Esta mania de se gabar virtualmente está inclusive chamando a atenção da ciência. Já temos estudos destinados a compreender este fato e os resultados dele. Até porque despertam não raras vezes alguns dos nossos piores sentimentos, como a inveja e a soberba. A ostentação, enfim, se trata mesmo de uma praga global. Algo que pode alcançar patamares patológicos não pode ser desconhecido nem negligenciado.

Voltando ao império invisível dos Mulliez, eles agem como se seguissem à risca um manual. Não dão entrevistas, evitam aparições públicas, não aceitam ocupar espaço em jornais ou ser capa de revistas. São fechados inclusive no que se refere ao capital. Não colocam ações nas bolsas de valores e mantêm 85% de tudo nas mãos de membros da família. Os restantes 15% eles ratearam entre seus melhores funcionários. Isso fez com que a lealdade fosse extrema e a dedicação também.
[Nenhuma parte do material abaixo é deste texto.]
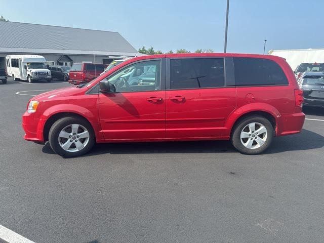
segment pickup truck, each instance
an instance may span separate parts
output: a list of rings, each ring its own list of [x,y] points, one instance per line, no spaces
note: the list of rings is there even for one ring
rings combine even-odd
[[[69,71],[69,82],[77,85],[89,83],[100,75],[107,66],[107,64],[99,63],[73,63]]]
[[[0,69],[0,80],[1,80],[4,85],[7,84],[7,72],[6,69]]]

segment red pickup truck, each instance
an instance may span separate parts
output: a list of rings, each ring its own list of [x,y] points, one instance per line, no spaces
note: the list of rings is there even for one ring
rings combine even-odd
[[[69,72],[69,82],[78,85],[90,82],[100,75],[107,66],[107,64],[99,63],[73,63]]]

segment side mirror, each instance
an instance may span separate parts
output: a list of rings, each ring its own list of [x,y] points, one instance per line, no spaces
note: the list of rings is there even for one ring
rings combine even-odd
[[[102,80],[99,82],[99,91],[103,93],[110,91],[110,84],[108,80]]]

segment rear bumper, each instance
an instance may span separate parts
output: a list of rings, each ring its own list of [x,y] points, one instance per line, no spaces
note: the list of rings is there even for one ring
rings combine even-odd
[[[290,135],[301,132],[305,121],[303,112],[283,114],[277,128],[277,136]]]
[[[307,106],[324,107],[324,99],[304,98],[304,105]]]
[[[43,128],[46,120],[35,119],[34,113],[25,112],[22,115],[22,128],[25,131],[24,139],[38,143],[44,143]]]

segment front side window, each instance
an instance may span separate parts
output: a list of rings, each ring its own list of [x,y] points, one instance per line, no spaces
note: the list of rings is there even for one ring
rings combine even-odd
[[[103,72],[105,69],[105,66],[100,64],[86,64],[86,70],[88,71],[93,71],[97,72]]]
[[[108,78],[115,92],[160,89],[160,60],[147,61],[128,66]]]
[[[223,58],[171,59],[170,63],[171,89],[225,85]]]
[[[246,57],[233,60],[236,86],[288,85],[284,71],[273,61]]]
[[[37,68],[44,69],[46,68],[45,64],[42,62],[32,62],[27,64],[27,67],[28,69],[36,69]]]
[[[70,70],[70,69],[71,69],[71,67],[69,67],[68,66],[64,66],[63,67],[61,67],[61,68],[64,71],[67,72]]]

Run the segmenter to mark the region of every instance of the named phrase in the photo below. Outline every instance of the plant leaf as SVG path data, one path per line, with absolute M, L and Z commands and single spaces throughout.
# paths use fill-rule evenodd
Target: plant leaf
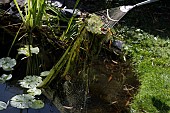
M 25 109 L 29 108 L 30 103 L 34 100 L 34 96 L 29 94 L 16 95 L 11 98 L 10 104 L 13 107 Z
M 5 102 L 0 101 L 0 110 L 6 109 L 7 106 L 8 106 L 8 103 L 6 104 Z
M 23 80 L 19 80 L 19 84 L 24 88 L 35 88 L 42 82 L 42 78 L 39 76 L 26 76 Z
M 44 107 L 44 102 L 42 100 L 34 99 L 33 102 L 29 104 L 29 107 L 33 109 L 40 109 Z

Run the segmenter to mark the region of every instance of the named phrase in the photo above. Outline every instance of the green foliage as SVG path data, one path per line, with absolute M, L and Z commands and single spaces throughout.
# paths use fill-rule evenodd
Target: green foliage
M 141 83 L 131 112 L 170 112 L 170 40 L 135 28 L 124 27 L 118 32 L 126 42 L 125 55 L 132 58 Z
M 0 77 L 0 83 L 5 83 L 5 81 L 7 80 L 10 80 L 12 78 L 12 74 L 3 74 L 1 77 Z
M 38 54 L 39 53 L 38 47 L 32 47 L 32 45 L 25 45 L 24 48 L 18 49 L 18 54 L 23 54 L 27 57 L 32 56 L 32 54 Z
M 86 29 L 94 34 L 102 34 L 101 28 L 103 26 L 101 18 L 95 14 L 91 14 L 90 18 L 87 20 Z
M 3 101 L 0 101 L 0 110 L 6 109 L 7 106 L 8 106 L 8 103 L 5 103 L 5 102 L 3 102 Z
M 10 57 L 0 59 L 0 68 L 2 67 L 4 71 L 12 71 L 15 65 L 15 59 L 11 59 Z
M 18 6 L 17 0 L 14 3 L 20 13 L 21 19 L 25 26 L 29 29 L 34 29 L 42 25 L 42 18 L 45 14 L 45 0 L 26 0 L 24 11 L 26 15 L 22 14 L 20 7 Z
M 23 80 L 19 80 L 19 84 L 24 88 L 35 88 L 42 82 L 42 78 L 39 76 L 26 76 Z
M 20 109 L 25 108 L 40 109 L 44 107 L 44 103 L 41 100 L 36 100 L 34 96 L 31 96 L 29 94 L 21 94 L 12 97 L 10 104 L 11 106 Z

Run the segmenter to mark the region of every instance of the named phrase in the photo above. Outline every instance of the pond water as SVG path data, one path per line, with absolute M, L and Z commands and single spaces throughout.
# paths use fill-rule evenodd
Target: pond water
M 23 93 L 23 89 L 17 85 L 9 83 L 0 84 L 0 101 L 8 102 L 13 96 Z M 60 113 L 44 96 L 41 96 L 40 99 L 45 103 L 42 109 L 18 109 L 8 105 L 7 109 L 1 110 L 0 113 Z

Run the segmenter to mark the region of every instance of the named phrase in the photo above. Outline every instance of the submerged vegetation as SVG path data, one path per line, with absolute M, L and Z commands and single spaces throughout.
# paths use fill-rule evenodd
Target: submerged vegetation
M 0 110 L 9 104 L 20 109 L 43 108 L 44 102 L 37 98 L 43 93 L 62 113 L 88 111 L 89 98 L 94 95 L 118 112 L 170 112 L 170 39 L 127 26 L 103 31 L 105 23 L 100 16 L 93 13 L 77 17 L 75 8 L 79 2 L 71 16 L 46 0 L 27 0 L 22 8 L 14 0 L 19 17 L 1 11 L 0 50 L 5 54 L 0 59 L 0 83 L 15 80 L 17 75 L 17 84 L 26 93 L 13 96 L 7 103 L 0 101 Z M 16 20 L 8 20 L 10 17 Z M 120 62 L 130 62 L 139 84 L 127 83 L 128 76 L 119 67 Z M 99 64 L 103 67 L 95 66 Z M 122 69 L 121 77 L 114 77 L 118 67 Z M 103 90 L 112 89 L 109 94 L 101 89 L 96 94 L 100 81 L 105 86 Z M 119 94 L 111 86 L 124 91 Z M 116 100 L 117 95 L 123 95 L 125 100 Z

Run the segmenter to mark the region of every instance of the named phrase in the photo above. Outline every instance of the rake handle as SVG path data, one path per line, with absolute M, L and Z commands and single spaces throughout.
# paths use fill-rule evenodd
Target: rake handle
M 135 4 L 134 7 L 141 6 L 141 5 L 144 5 L 144 4 L 148 4 L 148 3 L 151 3 L 151 2 L 156 2 L 156 1 L 158 1 L 158 0 L 146 0 L 144 2 L 140 2 L 140 3 Z

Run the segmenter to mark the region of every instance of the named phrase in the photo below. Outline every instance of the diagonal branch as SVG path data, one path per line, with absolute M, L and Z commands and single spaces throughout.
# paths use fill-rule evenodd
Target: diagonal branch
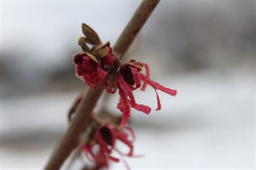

Enquanto a Amazon e as empresas de Musk tratam seus empregados como peças descartáveis, como números e entes anônimos em suas estruturas, eles os aproximam e fidelizam. A Association Familiale Mulliez (AFM) controla essas relações. Trata-se de uma holding da região de Lille, fundada em 1955 por Gérard Mulliez. Desde 2014 quem a lidera é Barthélemy Guislain. E seu lema é “Tous dans tout”. Ou seja, “Todos (os membros) em todos (os negócios)”.

Assim, podem inclusive se dar ao luxo de ousadias. Como de entrarem em mercados de onde outras organizações corporativas estavam fugindo, por determinadas circunstâncias. Um exemplo disso está no caso Leroy Merlin, aqui no Brasil. Em 1998, quando simultaneamente com as crises financeiras russa e asiática desaconselhavam investir em nosso país, eles vieram e aplicaram milhões de dólares no seu projeto. Hoje em dia se estima que os Mulliez faturem R$ 16 bilhões anuais no mercado brasileiro. E outra coisa que se nota em suas empresas é que, não importando a que tipo de produto e clientela se dediquem, existe uma postura uniforme em termos de experiência de consumo que oferecem. Há um cuidado com as estruturas físicas, a forma de atender e até mesmo com aspectos psicológicos da relação com os compradores. O lucro tem importância, evidente. Entretanto, manter a máquina azeitada e funcionando sem sustos, de uma forma que atenda todos os interesses e não apenas os de seus donos e diretores – funcionários e clientes também –, parece ser uma estratégia muito mais relevante.